REPORT FROM KINGSMEAD PRIMARY SCHOOL
The litter-pick in July brought our 10 classes of children into a team of schools right across the town. Children were all around the town each class clearing up small areas. What really surprised us in Kingsmead is that many classes went to their areas and initially thought they looked very clean and litter-free. But when we looked closely sweet wrappers, cigarette butts (over 100 on one small stretch of road), elastic bands and other litter filled the bin bags quickly. Children learned how some of this litter can be eaten by animals who can’t digest it. Many had already seen the recent footage in the news of seabirds, dead from starvation, their stomachs full to bursting with undigested plastic waste. Most humans share an affinity with wildlife and the state of our planet causes worry and distress to thinking children. Natural sadness at the sorry way we humans treat our planet does not lead to harmful stress and anxiety when children see they can make a small difference through their own actions. Therefore, in cleaning up litter for one session this term children have cared well for themselves, other people and the environment.
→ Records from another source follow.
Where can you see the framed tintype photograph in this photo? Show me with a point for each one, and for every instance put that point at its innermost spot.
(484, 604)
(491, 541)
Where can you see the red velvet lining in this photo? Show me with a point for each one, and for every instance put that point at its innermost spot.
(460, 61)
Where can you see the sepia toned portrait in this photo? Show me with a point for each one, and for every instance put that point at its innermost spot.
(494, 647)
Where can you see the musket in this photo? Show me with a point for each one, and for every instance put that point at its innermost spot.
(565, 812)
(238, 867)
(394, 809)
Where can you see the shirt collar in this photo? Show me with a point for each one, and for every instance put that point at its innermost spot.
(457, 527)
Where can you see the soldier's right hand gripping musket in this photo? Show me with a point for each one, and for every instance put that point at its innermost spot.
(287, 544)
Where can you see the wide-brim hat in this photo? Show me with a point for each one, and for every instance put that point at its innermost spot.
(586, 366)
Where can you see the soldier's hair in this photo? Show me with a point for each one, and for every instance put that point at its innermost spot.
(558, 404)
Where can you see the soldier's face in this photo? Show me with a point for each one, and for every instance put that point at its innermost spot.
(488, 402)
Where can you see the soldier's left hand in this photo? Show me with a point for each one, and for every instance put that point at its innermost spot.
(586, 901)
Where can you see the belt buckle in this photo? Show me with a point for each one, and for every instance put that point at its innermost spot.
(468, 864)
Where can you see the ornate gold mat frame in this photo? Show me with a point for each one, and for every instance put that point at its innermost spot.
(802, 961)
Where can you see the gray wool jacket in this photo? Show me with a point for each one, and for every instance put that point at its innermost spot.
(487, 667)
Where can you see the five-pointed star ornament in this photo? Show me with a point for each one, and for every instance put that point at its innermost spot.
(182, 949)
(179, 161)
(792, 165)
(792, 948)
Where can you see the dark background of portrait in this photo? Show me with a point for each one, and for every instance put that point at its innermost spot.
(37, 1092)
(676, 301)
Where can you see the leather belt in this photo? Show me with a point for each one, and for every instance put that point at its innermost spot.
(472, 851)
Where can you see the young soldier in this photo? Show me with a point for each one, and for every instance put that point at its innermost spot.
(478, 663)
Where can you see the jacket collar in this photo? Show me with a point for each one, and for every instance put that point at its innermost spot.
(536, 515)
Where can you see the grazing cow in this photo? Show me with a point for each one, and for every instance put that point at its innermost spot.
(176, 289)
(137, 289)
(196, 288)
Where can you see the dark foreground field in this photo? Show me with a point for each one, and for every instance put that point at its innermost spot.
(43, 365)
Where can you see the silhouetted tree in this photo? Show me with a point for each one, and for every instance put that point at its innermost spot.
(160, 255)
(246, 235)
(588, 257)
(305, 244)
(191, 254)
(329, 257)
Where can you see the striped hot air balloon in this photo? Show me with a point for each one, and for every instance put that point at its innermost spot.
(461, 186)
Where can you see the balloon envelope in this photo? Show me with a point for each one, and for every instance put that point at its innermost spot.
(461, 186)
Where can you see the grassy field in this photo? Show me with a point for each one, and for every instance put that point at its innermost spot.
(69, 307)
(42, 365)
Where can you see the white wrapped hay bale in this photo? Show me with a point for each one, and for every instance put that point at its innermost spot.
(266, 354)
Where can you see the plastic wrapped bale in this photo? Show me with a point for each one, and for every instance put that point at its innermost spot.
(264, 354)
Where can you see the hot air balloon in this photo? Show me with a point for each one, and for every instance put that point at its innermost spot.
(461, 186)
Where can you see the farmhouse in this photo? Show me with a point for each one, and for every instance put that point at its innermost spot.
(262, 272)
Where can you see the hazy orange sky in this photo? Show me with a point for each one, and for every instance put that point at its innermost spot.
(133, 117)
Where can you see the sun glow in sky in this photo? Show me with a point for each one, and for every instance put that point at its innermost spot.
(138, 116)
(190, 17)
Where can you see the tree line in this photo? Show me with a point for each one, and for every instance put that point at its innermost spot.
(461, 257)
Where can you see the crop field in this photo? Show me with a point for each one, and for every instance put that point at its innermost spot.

This was part of the Northwich Education Partnership Children’s Parliament (all the local state primaries and 1 special school). From Leftwich to Lostock, Weaverham to Wincham, children have been out clearing up the mess left behind mostly left by people older than they are. The activity was risk assessed and gloves provided.
I am aware of how things roll on social media so if a Parish or other Councillor who were also on the Residents Assoc were to thank the children on the Residents facebook page and/or PC website it might really help us in keeping this a positive event for children. Kingsmead is certainly much cleaner for our efforts and the pub has had a lot of (unbroken – we told the children not to touch broken glass) glasses returned. One Kingsmead parent refused for her children to join in and another who was at the GP has said he doesn’t think it appropriate that children clean up in the community, but other than that all seemed content (so far) and the children definitely enjoyed making a difference.
What surprised the children of our school was when we went to places that looked at first pristine, under hedges and in the grass were bin-bags full of litter. If anyone from the PC had time to write the children a note thanking them I know they’d appreciate it and I’ll include in our yearbook.
Many thanks for all your support and help this year.